Figure 2: Experimental setup for sorting isolated blastomeres by size using cell strainers. All petri dishes are coated with 1.5% agarose gel and filled with CMFM. The cell strainers with 40 µm, 70 µm, and 100 µm mesh pore-size cutoff, shown in different colors, are placed in order in individual dishes. Two dishes in between are used for brief washing after each sorting. Isolated single blastomeres are transferred sequentially through each stainer. The mixed blastomeres can thus be separated into four subgroups based on size: <40 µm, 40-70 µm, 70-100 µm, and >100 µm.

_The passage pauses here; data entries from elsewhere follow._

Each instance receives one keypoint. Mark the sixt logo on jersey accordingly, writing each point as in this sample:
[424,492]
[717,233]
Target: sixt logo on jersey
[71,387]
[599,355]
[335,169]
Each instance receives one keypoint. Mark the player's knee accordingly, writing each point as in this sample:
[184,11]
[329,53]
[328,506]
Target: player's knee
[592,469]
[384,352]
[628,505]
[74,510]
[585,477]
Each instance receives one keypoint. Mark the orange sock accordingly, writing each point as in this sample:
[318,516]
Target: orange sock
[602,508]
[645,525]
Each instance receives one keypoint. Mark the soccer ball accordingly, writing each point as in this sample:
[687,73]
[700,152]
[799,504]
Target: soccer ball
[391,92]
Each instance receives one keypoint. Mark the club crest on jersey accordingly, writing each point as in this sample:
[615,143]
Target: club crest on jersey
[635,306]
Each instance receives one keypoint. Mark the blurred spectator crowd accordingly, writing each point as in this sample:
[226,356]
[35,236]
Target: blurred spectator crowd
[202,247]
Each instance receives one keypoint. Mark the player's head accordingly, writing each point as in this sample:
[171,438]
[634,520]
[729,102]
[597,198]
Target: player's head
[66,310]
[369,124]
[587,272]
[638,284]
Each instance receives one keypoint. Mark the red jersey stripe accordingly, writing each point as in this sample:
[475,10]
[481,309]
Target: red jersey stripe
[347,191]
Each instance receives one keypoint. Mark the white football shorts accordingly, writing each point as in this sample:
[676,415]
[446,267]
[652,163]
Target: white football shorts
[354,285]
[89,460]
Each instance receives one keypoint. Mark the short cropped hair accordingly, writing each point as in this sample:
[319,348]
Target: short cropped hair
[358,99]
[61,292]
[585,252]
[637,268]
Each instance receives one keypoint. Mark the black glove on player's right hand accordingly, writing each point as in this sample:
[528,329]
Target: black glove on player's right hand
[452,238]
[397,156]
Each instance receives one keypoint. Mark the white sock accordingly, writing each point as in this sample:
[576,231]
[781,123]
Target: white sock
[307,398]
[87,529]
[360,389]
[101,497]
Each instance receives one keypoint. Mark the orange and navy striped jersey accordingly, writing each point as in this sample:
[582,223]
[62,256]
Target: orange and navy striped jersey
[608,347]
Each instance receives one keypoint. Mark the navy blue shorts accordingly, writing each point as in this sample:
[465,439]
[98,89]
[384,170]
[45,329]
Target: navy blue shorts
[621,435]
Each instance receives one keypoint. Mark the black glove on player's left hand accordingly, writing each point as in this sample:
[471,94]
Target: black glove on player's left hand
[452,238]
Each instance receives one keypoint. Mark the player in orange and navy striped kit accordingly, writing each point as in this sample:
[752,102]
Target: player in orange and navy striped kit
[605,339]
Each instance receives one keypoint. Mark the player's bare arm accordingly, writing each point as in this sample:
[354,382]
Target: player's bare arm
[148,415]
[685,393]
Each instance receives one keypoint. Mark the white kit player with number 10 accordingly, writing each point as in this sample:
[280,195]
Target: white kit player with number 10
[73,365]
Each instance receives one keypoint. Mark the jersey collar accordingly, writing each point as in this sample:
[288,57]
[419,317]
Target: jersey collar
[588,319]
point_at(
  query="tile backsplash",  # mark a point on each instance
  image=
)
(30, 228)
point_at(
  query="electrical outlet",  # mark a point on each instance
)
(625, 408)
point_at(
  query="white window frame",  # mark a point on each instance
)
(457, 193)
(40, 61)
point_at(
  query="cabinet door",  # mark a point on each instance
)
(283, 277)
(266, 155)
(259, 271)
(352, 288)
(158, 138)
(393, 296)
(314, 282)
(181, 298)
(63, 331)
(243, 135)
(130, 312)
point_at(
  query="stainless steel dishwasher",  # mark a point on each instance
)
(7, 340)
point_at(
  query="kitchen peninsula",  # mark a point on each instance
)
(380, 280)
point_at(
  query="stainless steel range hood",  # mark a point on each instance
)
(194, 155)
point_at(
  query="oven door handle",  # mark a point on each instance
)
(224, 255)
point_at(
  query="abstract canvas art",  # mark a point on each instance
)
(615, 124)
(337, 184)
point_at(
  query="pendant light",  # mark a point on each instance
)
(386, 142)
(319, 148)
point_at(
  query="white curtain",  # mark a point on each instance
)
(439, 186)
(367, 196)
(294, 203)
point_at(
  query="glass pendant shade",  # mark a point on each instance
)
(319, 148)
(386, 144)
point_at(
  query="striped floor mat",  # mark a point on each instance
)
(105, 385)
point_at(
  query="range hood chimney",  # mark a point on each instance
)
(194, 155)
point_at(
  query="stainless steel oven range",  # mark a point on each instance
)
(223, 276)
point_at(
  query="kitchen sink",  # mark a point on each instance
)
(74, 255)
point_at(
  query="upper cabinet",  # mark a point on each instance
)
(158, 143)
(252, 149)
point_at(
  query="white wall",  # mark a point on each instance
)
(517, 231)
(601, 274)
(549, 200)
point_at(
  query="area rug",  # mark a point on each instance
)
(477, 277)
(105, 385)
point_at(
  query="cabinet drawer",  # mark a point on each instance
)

Figure 3: Purifying sorted blastomeres for various applications. During the sorting, many blastomeres can be burst into yolk globules, contaminating the blastomere populations. The unsorted and sorted blastomeres are transferred onto 0.5 mL of 15% density gradient medium in a FACS tube. After 10 min, the blastomeres will settle down at the bottom by gravity, separating them from yolk globules, which will mainly float on top of the density gradient medium. Transfer blastomeres into 2 mL microcentrifuge tubes. Remove excessive medium, and the cells can be used in various indicated applications. Abbreviations: RNA-seq: RNA sequencing; snRNA-seq: single nuclei RNA sequencing; ATAC-seq: assay for transposase-accessible chromatin using sequencing; RT-PCR: reverse transcription-polymerase chain reaction.
Figure 4: Imaging and measuring the sizes of the sorted single blastomeres. (A) Representative bright-field images of the unsorted (Control) or sorted single blastomeres after isolation from Stage 9 embryos, followed by fixation. The diameters of the single blastomeres (mean ± standard deviation) are labeled on images. Scale bars: 100 µm. (B,C) Measurements of the diameters of the unsorted (Control) and sorted single blastomeres. Data are shown as mean ± standard deviation (B) and violin plots (C) with median (long dashed lines) and quartiles (dashed lines). Numbers of blastomeres analyzed: Control, 489 cells; <40 µm, 1095 cells; 40-70 µm, 562 cells; >70 µm, 241 cells.